Given his passion and his self-discipline, he wasn’t all that phased by having to learn at home.

“I actually really enjoyed online school because of the increased freedom,” he said. “It felt much more independent and self-motivated than in-person school. I also had a lot more downtime due to not having clubs, not having to drive back and forth from school and because of the new virtual learning schedule. I used this time to start some new projects, research new topics I was interested in – mainly computer science topics – and just relax…The only things I truly missed were clubs and being able to easily interact with teachers/classmates.”

He did return to the classroom when campuses reopened, and has noticed “I definitely felt more physically exhausted at the end of the day and I definitely had less free time, but getting some social interaction and being immersed in my classes is pretty nice.”

He also said, “The main thing I noticed was that some teachers absolutely dreaded teaching online. I don’t blame them, but it was fairly obvious for some teachers, and I heard this observation from a lot of my classmates, too. This meant that some classes this year were heavily self-taught. 

“I’d imagine that it was extremely hard to switch to this new teaching style on such short notice, especially when some of these teachers have been teaching in a classroom for 20+ years. Now that we’ve been in this environment for over a year, it’s definitely gotten better, but it’s still interesting to think about.”

He frankly admits he is obsessed with computers and has been for most of his life.

“I never found anything else in my life that combined everything I loved: math, linguistics, and incredibly complex logic,” Mitch said, dating his obsession to age 5 or 6, when he had his first access to a computer.

I never stopped programming since then and it wasn’t even a question when it came time to pick a major.

“I believe I was allowed to use it to play a couple of video games or something similar,” he said, but by age 11 he got “a cheap Dell desktop” that “allowed me to start messing with hardware and software without risking somebody else’s computer.

Since then, he’s built a few computers that he could tailor to his needs.

A devoted math scholar who has been active in Mountain Pointe’s Mu Alpha Theta math club chapter and who has participated in numerous math competitions, Mitch also loves learning foreign languages and has developed fluency in Spanish.

“I really didn’t enjoy science until last year,” he added. “Up until then, I’d only taken biology, environmental science, and other “soft” sciences.
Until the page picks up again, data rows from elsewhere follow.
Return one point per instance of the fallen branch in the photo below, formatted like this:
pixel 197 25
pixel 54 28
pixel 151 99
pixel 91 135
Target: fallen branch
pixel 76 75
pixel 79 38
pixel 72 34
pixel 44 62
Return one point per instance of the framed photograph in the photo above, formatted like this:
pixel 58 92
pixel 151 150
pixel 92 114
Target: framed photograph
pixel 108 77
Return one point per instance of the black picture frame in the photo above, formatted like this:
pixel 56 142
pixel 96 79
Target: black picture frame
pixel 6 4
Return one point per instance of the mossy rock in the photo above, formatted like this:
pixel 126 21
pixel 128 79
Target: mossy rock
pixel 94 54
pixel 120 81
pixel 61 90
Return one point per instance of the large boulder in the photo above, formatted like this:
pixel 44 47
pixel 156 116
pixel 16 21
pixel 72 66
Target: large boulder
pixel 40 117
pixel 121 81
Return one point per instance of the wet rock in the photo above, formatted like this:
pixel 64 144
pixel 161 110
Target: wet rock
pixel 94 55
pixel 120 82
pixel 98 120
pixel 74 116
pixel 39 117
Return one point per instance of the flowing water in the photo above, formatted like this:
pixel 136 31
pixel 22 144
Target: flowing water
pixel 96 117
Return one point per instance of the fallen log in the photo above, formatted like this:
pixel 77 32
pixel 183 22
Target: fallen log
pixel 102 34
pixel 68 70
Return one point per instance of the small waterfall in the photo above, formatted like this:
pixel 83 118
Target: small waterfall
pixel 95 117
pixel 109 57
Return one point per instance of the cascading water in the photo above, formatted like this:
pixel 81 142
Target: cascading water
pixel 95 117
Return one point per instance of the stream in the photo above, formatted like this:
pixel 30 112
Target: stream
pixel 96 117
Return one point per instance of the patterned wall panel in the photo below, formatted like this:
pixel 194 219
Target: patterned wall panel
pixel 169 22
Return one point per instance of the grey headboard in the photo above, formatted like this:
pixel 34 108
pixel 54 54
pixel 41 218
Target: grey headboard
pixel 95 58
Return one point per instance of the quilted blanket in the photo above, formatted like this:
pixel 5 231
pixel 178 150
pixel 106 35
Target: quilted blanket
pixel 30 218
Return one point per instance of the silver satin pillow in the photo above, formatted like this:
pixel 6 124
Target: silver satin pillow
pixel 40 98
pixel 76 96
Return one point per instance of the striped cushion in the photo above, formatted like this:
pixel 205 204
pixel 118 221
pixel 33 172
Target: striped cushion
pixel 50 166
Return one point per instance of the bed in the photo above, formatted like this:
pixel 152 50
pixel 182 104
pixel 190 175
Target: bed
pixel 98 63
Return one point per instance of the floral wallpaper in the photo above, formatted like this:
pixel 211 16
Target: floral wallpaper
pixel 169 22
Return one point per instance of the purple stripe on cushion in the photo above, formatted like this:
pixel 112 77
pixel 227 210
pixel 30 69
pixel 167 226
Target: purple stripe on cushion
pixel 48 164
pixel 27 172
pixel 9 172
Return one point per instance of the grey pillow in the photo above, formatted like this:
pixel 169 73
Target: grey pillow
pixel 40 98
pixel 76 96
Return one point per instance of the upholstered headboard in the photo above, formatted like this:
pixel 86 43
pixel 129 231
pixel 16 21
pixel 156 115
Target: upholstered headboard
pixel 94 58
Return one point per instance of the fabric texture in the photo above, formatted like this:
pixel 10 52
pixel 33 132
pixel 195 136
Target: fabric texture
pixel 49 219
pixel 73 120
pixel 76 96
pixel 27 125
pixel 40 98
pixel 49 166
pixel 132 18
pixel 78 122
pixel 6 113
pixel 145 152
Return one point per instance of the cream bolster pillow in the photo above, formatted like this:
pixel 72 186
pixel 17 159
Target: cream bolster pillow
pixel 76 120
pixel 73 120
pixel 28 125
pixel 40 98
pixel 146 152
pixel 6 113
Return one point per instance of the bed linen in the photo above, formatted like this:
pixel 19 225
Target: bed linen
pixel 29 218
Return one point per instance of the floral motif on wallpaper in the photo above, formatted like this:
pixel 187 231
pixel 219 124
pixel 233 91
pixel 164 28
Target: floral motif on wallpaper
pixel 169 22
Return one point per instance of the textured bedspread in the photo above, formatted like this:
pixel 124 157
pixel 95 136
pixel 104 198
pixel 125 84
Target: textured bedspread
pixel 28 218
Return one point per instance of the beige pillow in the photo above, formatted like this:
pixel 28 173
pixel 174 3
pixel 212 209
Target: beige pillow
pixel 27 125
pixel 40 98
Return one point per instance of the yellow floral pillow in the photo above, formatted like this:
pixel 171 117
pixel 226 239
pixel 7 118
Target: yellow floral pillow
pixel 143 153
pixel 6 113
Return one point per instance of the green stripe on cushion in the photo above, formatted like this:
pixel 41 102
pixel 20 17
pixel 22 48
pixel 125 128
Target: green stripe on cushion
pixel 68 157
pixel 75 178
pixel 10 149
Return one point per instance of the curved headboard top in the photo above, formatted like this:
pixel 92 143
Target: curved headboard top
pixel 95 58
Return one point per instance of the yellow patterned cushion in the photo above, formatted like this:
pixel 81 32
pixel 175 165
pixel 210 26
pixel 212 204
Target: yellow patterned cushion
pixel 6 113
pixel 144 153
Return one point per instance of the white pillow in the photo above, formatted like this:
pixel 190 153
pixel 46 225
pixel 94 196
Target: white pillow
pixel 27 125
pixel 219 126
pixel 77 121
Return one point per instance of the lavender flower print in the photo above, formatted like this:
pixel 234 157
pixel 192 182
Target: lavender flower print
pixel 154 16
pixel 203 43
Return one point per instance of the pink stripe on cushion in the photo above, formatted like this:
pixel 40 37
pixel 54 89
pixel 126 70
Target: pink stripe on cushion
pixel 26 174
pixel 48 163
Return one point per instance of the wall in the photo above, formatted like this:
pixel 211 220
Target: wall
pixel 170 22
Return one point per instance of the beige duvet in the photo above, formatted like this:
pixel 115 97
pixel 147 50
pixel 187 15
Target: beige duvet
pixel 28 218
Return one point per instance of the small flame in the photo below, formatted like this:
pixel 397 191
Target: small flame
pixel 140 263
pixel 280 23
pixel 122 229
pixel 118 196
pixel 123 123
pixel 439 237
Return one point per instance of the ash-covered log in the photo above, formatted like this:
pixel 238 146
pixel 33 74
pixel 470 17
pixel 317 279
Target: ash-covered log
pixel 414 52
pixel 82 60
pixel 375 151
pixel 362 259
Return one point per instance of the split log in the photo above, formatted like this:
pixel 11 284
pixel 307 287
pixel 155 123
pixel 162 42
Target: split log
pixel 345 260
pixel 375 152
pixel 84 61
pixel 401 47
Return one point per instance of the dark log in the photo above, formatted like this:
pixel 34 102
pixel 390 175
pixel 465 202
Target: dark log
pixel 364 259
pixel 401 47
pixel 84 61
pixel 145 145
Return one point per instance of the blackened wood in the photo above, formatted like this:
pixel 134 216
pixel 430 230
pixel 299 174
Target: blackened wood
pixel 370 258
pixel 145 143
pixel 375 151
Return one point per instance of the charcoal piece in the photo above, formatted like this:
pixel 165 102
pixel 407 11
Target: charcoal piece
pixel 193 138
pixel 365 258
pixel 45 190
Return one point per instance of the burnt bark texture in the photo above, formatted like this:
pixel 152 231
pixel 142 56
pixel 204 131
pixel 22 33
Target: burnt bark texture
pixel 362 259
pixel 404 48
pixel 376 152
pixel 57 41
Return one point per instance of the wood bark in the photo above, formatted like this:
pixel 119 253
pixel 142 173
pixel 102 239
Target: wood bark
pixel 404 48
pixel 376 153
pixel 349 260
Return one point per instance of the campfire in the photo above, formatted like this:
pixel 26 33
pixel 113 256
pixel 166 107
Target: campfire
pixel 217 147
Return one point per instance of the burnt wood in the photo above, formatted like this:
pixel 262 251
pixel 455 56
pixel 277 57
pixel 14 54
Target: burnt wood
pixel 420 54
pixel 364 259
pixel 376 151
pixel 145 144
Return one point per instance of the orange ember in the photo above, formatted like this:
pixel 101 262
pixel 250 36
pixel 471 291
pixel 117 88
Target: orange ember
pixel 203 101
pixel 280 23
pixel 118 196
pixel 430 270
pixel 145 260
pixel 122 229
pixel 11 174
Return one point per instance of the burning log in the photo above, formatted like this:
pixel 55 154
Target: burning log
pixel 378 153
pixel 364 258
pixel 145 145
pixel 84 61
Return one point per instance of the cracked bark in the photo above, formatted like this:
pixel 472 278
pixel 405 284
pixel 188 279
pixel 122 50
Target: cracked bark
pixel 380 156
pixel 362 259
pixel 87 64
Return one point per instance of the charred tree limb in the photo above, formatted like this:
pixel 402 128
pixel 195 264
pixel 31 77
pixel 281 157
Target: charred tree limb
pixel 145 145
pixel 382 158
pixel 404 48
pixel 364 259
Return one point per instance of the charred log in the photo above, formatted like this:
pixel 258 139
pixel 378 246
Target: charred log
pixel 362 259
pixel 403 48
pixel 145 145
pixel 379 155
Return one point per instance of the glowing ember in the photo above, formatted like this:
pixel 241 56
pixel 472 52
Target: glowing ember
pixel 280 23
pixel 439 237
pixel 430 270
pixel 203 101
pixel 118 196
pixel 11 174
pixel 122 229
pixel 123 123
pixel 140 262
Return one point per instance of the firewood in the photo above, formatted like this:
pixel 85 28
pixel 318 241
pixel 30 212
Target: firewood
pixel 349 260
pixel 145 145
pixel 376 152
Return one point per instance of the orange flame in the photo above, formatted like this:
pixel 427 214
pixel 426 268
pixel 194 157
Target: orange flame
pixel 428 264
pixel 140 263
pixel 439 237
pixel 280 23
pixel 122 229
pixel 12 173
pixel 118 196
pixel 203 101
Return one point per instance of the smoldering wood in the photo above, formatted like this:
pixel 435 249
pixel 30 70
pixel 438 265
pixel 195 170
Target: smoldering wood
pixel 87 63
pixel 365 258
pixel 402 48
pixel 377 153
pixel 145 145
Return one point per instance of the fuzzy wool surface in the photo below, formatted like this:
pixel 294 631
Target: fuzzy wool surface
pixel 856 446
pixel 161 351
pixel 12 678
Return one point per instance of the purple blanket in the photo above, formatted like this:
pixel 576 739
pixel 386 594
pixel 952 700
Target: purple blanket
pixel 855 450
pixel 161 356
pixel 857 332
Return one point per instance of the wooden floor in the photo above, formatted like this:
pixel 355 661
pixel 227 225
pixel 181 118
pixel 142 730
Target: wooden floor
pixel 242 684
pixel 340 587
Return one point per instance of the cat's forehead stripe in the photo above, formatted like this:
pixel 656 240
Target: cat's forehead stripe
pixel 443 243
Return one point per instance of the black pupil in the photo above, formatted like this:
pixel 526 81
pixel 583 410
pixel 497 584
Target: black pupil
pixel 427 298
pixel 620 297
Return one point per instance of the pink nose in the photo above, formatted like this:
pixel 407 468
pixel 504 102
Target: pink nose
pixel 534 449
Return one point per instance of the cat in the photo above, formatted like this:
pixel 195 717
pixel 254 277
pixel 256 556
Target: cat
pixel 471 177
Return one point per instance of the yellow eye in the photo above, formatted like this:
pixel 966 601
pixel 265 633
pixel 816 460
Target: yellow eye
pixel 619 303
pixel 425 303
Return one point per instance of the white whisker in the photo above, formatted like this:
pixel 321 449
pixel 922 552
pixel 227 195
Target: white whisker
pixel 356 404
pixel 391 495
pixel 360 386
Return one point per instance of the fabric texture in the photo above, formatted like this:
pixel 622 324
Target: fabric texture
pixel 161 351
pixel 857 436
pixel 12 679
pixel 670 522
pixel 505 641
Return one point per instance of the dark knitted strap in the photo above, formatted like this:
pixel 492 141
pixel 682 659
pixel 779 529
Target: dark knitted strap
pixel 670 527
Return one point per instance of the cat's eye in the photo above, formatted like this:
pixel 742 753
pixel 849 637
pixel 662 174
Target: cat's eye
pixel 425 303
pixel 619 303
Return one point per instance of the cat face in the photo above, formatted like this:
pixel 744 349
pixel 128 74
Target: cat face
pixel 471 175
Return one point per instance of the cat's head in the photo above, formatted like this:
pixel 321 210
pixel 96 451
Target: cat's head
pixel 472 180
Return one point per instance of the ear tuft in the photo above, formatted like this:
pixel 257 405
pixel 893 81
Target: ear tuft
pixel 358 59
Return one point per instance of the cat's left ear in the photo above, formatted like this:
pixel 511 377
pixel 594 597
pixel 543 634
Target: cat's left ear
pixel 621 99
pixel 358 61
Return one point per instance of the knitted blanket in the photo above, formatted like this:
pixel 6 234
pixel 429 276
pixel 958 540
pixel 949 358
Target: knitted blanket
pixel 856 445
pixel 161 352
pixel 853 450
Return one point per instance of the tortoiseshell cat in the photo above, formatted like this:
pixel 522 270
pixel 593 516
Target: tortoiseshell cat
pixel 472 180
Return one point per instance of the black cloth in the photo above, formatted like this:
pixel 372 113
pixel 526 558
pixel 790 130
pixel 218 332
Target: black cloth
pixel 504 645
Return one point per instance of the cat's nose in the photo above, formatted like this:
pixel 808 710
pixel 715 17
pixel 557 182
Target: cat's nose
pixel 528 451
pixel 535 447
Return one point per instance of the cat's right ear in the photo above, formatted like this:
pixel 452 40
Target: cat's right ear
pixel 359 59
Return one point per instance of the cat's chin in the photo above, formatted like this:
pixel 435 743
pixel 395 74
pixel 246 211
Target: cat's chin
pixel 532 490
Last year, I took Honors Chemistry with an absolutely incredible teacher and I found a strong passion for the more complex sciences. I loved all of the formulas and crazy processes involved with chemistry and I’m very excited to take physics in college for this exact reason.”

He was excited and relieved to win a Flinn, stating, “the network and resources that I’ve been given access to are amazing, and I am incredibly excited to see where my future stands in the program.”

“All of the Flinn Scholars that I have talked to in the past have been really great,” Mitch said. “That was another reason that I was excited to get the scholarship; all of the people that I have met in the program have been incredibly personable and motivated and I would love to be friends with any of them.”

“I also have a network built up in Tempe,” he added. “I know some wonderful professors at ASU that I’d love to work with, and they have a ton of research activity in the computer science fields that I enjoy.”

And given his attitude, it’s likely those professors will love to work with him.

That attitude explains how he described an internship he had with a company after a manager saw a project he did on Github.

“I didn’t do it to get hired, I didn’t do it to open opportunities, but I did it because I enjoyed programming and wanted to put my work out there,” he said. “The opportunities came as a side effect, and if you have a true passion for something, that can easily happen. Other than that, I don’t think there’s one secret that will make you successful other than just working hard, staying motivated and getting lucky.”